Speaking of children, Educational Justice is another silent, ongoing and over time detrimental injustice in our communities. Education must be both fair and equitable. Let me be clear, I said equitable not equal. Equal is receiving the same things as everyone else, but when others do not begin from a Level Playing Field equal is never fair. This is an injustice, like many others that I have mentioned, that should have been addressed years ago. With technology now being so interwoven into the educational system, it is it is not without reason to believe that educators should be able to begin teaching American history to include the history of every race- not just Europeans. American history should begin with the Native Americans as they were here first. And, for the record, African American history does not begin with slavery.

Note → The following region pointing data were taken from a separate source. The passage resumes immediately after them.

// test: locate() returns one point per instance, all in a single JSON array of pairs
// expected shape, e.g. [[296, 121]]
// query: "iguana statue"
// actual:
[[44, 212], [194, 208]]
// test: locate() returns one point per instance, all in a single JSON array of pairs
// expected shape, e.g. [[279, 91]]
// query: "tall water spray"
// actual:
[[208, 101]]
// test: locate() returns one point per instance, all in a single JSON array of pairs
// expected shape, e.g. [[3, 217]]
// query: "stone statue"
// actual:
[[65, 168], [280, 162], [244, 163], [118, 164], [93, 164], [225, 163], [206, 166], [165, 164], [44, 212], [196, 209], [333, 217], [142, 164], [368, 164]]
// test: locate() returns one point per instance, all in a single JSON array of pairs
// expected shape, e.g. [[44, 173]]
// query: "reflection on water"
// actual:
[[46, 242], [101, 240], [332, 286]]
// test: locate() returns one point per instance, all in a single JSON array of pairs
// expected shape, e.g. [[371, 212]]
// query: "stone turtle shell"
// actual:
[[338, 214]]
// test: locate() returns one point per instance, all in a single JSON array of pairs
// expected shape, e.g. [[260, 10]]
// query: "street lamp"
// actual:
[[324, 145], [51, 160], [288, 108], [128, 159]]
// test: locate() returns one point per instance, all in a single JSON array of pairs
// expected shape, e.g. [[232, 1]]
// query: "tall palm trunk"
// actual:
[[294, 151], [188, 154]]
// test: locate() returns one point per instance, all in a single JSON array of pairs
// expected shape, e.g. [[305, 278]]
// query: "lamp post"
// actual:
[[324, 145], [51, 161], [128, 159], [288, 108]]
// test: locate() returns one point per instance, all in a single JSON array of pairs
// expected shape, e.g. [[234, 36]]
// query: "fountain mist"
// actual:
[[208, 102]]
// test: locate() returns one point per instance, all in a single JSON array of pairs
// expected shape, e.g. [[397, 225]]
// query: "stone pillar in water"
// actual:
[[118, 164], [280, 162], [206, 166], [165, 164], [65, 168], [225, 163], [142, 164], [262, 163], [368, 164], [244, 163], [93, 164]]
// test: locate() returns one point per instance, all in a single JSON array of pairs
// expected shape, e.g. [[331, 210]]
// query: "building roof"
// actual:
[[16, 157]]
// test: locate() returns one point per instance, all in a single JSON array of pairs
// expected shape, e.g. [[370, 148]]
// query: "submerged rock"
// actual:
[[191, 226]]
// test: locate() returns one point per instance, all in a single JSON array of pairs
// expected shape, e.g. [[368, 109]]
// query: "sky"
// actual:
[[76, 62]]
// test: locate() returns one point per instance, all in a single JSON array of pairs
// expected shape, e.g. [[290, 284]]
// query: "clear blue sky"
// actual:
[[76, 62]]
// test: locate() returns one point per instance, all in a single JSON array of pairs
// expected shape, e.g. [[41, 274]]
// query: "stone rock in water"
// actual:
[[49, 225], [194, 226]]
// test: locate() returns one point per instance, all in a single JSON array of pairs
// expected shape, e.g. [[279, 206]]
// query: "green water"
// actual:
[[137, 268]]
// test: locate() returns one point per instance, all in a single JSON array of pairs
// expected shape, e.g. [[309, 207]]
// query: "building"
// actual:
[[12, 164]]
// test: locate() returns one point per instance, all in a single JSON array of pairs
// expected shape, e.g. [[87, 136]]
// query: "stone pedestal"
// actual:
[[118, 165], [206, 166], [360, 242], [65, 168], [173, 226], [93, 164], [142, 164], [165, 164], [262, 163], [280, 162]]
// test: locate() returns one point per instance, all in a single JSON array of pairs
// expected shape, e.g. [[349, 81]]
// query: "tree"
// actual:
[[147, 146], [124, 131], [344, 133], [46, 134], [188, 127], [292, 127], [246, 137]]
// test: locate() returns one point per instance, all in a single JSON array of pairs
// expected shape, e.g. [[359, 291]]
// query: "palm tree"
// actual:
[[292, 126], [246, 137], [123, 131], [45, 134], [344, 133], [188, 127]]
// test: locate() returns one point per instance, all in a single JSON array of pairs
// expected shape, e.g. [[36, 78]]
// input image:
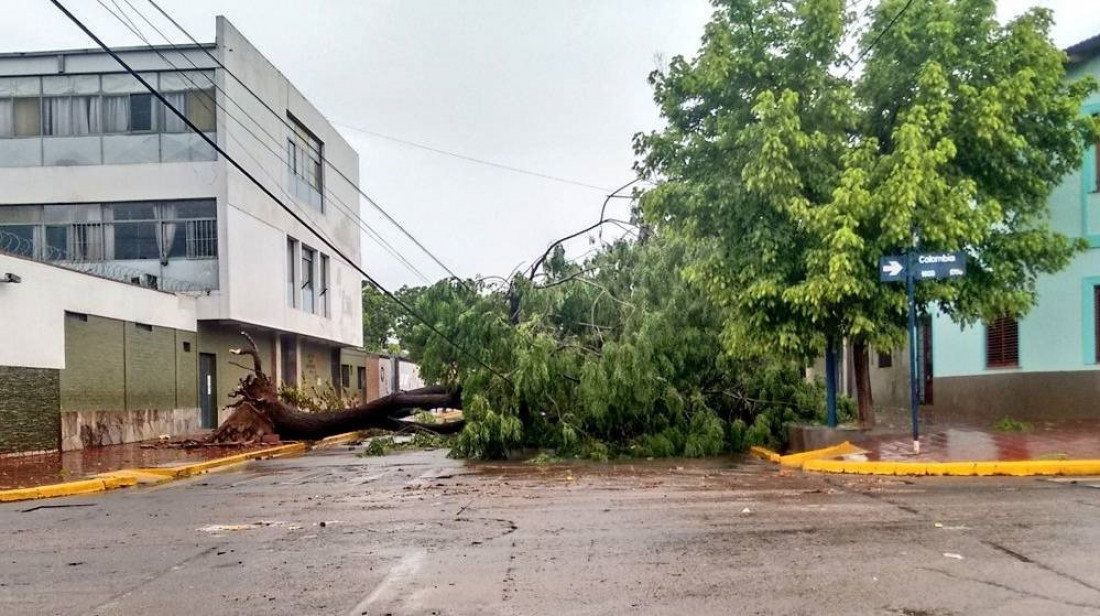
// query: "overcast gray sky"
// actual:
[[556, 87]]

I have two small children in elementary school and they were told to be on grade level for next year to focus on reading and math.
- I propose that children are assigned reading that is age appropriate, educational and historical? It is school after all. It is the belief of many ,myself included, that what we do or do not learn in school, leads to who we do or do not become in life.
As of the end of 2019, there are just over 500,000 homeless people in America and of that vast number, at least 6,000 of them reside in the Missouri alone.
- I proposed that of the more than $81 million dollars that the county receives through HUD housing development grants that much of it is used to provide permanent shelter and programs designed to allow the homeless to once again become productive members of society. Also, funds should be designated to assist those in the lower socioeconomic communities with housing assistance and program that may aid in ensuring that they do not become one more citizen among the homeless population.
Lastly, I campaign for a senior & disability Justice. Many of the homeless that I’ve already mentioned are our own U.S. veterans and of those, many of these vets are elderly and/or suffer from disabilities both physical and mental. I personally do outreach at many senior living facilities in University City and when I talk to these residents and care providers, their top concerns are related to safety and financial exploitation. We have lost, or have come close to losing, far too many of our elderly during this pandemics. It is important that we protect and find justice for those elderly that remain and the disabled as well.
- I propose that, like living wills and power of attorney discussions, that the elderly and disabled and their families are given access to regular counseling, courses and programs to discuss the best ways to protect themselves and safeguard against exploitation and abuse. In a words of Martin Luther King, an injustice anywhere is an injustice everywhere!
The fact is, I am aware that these ideas and passions are not unique to me or my platform. But what appears to be unique about me and my platform, is the sense of urgency I have about finally checking these things off the list of things to do and moving these long overdue platform points to the top of the priority list.
2 thoughts on “April 20th Democratic Town Hall Transcript”
Hello candidate Jamie Tolliver,
What are your thoughts and plans to improve the business structure in North County. As a citizen of Jennings, Mo., I get frustrated when I have to travel to St. Charles, West County, etc.. to receive appropriate services. We keep getting the Dollar Stores, convenience stores etc… in North County.
My platform pillars are education and communication and the community is the foundation. Reaching out the the residents and leaders in the varying municipalities and having real conversations about what’s needed and how it can be changed is a part of my first 100 data plan. Knowing what I’d wanted/needed ensures that communities grow and flourish and that funds are not wasted. Creating timelines and progress charts allow communities to feel like they are apart of the process and makes people excited about the changes in their areas. Thank you for reaching out. I hope I answered your question.